In integrated circuit design, great emphasis is placed on the operating speed of a circuit. For high-speed applications, emitter coupled logic (ECL) technology is often used because of its speed advantage over transistor-transistor logic (TTL) technology.
In its simplest form, an ECL gate comprises a differential pair of NPN transistors, the first transistor having its base connected to an input and the second transistor having its base connected to a reference voltage. If the input voltage is greater than the reference voltage, the collector voltage of the first transistor decreases and the collector voltage of the second transistor increases. If the input voltage is less than the reference voltage, the collector voltage of the first transistor increases and the voltage at the collector of the second transistor decreases. Hence, the voltage on the collector of the second transistor follows the voltage of the input signal and the voltage at the collector of the first transistor follows the complement of the input signal.

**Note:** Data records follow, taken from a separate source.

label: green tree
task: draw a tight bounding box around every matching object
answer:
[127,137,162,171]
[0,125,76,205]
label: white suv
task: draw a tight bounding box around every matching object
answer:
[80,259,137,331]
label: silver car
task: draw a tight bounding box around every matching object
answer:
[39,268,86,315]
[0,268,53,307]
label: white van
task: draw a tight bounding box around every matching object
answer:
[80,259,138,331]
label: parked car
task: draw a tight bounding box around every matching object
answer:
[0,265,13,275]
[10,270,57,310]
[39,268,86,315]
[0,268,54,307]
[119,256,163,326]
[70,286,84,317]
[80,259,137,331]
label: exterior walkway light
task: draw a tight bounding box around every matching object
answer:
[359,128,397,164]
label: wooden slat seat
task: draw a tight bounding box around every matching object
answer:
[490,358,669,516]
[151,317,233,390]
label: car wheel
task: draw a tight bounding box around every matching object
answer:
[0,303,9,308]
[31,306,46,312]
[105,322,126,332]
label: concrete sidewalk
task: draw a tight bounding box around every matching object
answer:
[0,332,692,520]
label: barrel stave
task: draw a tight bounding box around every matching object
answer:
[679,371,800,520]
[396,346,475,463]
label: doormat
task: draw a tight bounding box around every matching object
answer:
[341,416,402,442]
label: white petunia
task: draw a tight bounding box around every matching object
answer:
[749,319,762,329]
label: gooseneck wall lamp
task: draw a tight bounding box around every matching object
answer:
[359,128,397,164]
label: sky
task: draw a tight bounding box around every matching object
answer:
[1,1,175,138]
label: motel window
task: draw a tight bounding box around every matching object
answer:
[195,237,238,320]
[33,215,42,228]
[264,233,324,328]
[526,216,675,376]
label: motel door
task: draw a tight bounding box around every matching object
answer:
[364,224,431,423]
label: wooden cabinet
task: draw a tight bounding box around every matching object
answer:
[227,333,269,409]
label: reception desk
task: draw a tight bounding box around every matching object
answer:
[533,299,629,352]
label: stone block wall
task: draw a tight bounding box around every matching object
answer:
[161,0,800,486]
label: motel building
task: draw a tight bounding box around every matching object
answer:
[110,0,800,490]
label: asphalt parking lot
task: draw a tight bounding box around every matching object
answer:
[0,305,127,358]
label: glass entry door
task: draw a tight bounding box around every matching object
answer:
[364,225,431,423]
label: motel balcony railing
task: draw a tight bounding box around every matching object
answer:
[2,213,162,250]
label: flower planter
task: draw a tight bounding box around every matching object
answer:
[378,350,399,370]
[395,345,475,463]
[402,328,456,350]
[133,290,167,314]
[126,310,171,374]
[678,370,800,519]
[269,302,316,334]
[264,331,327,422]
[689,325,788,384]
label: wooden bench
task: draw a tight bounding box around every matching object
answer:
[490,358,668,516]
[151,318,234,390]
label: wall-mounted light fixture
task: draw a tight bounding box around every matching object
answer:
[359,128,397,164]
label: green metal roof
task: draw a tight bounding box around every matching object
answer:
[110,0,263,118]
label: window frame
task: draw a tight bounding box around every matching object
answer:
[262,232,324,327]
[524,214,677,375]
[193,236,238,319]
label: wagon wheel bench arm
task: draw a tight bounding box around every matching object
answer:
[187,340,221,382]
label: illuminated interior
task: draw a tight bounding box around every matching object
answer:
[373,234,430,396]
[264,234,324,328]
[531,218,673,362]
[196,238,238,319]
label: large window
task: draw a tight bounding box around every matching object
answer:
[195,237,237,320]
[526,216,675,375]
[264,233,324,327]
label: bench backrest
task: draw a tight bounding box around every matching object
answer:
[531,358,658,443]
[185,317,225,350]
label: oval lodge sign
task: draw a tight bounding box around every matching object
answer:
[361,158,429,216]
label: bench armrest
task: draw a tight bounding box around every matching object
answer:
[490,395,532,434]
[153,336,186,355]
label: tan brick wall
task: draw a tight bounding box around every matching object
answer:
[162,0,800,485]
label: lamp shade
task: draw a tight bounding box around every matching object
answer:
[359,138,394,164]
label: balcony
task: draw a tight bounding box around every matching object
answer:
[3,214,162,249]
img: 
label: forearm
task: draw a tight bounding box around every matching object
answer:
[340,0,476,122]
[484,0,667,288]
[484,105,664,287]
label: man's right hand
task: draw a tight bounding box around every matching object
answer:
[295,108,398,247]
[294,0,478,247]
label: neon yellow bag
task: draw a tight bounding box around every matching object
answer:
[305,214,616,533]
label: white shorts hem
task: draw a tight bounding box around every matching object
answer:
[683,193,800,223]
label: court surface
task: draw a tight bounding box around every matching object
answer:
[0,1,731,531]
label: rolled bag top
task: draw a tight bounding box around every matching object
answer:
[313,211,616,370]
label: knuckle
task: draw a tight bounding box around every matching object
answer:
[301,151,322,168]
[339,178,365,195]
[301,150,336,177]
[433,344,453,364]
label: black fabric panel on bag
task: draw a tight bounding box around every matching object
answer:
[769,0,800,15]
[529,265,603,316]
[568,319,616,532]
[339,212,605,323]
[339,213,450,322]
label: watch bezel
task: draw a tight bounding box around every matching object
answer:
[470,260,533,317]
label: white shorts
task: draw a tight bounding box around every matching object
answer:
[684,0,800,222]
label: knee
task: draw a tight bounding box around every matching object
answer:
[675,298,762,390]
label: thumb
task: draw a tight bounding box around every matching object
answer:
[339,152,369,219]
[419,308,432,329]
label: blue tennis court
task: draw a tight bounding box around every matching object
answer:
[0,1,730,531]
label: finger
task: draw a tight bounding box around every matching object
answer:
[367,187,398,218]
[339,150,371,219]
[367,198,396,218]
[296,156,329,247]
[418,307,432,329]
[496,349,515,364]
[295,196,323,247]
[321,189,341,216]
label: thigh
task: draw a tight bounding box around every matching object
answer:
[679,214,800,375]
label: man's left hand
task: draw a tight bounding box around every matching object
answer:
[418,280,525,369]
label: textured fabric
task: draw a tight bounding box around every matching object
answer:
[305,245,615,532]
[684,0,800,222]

The common emitter differential pair, while faster than TTL logic, is still slower than other transistor structures, such as emitter followers. In fact, emitter followers are often connected to the collectors of the differential pair to allow the circuit to drive a larger load. Typically, the addition of emitter follower transistors will add a delay of about 20-30% to the circuit.
Circuitry for increasing the output transition speed of the complement output in response to a low-to-high transition of the input is described in U.S. patent application Ser. No. 302,063, entitled "Active Load for ECL Type Outputs", to Ovens, filed on Jan. 24, 1989, which is incorporated by reference herein. In designing a circuit, however, the worst case specifications must be considered; therefore, to increase the operating speed of the ECL gate, the output transistor speed of the "true" output of the ECL gate must also be increased.
Therefore, a need has arisen to provide a circuit for providing a fast output transition of the true output in response to a low-to-high transition of the input signal.